Re: Field Collapsing (was Re: Schema for group/child entity setup)

2009-09-04 Thread R. Tan
Okay. Thanks for giving an insight on how it works in general. Without
trying it myself, are the field values for the collapsed ones also part of
the results data?
What is the latest build that is safe to use on a production environment?
I'd probably go for that and use field collapsing.

Thank you very much.


On Fri, Sep 4, 2009 at 4:49 AM, Uri Boness ubon...@gmail.com wrote:

 The collapsed documents are represented by one master document which can
 be part of the normal search result (the doc list), so pagination just works
 as expected, meaning taking only the returned documents in account (ignoring
 the collapsed ones). As for the scoring, the master document is actually
 the document with the highest score in the collapsed group.

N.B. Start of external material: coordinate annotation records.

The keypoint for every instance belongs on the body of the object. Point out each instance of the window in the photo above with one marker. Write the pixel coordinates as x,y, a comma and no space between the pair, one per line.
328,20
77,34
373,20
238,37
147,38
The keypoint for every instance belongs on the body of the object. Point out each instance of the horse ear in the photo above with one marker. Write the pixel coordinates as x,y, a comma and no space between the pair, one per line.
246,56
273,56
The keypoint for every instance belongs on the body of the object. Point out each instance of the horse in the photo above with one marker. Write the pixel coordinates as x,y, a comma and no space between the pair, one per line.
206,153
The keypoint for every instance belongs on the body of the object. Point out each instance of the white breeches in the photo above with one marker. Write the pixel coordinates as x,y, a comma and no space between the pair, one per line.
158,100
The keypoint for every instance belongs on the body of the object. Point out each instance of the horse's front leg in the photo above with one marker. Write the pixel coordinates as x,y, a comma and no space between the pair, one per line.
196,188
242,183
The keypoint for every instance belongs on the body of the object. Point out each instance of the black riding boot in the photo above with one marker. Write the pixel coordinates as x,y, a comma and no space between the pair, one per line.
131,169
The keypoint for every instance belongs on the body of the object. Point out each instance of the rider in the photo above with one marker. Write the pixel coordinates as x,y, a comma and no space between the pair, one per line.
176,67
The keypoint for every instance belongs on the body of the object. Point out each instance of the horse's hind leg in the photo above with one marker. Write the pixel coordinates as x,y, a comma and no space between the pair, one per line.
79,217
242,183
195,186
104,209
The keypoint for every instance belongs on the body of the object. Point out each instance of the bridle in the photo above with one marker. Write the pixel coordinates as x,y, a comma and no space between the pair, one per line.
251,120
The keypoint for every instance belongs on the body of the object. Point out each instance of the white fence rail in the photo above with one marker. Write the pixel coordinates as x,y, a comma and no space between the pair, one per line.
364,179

 As for Solr 1.3 compatibility... well... it's very hart to tell. All latest
 patch are certainly *not* 1.3 compatible (I think they're also depending on
 some changes in lucene which are not available for solr 1.3). I guess you'll
 have to try some of the old patches, but I'm not sure about their stability.

 cheers,
 Uri


 R. Tan wrote:

 Thanks Uri. How does paging and scoring work when using field collapsing?
 What patch works with 1.3? Is it production ready?

 R


 On Thu, Sep 3, 2009 at 3:54 PM, Uri Boness ubon...@gmail.com wrote:



 The development on this patch is quite active. It works well for single
 solr instance, but distributed search (ie. shards) is not yet supported.
 Using this page you can group search results based on a specific field.
 There are two flavors of field collapsing - adjacent and non-adjacent,
 the
 former collapses only document which happen to be located next to each
 other
 in the otherwise-non-collapsed results set. The later (the non-adjacent)
 one
 collapses all documents with the same field value (regardless of their
 position in the otherwise-non-collapsed results set). Note, that
 non-adjacent performs better than adjacent one. There's currently
 discussion
 to extend this support so in addition to collapsing the documents, extra
 information will be returned for the collapsed documents (see the
 discussion
 on the issue page).

 Uri


 R. Tan wrote:



 I think this is what I'm looking for. What is the status of this patch?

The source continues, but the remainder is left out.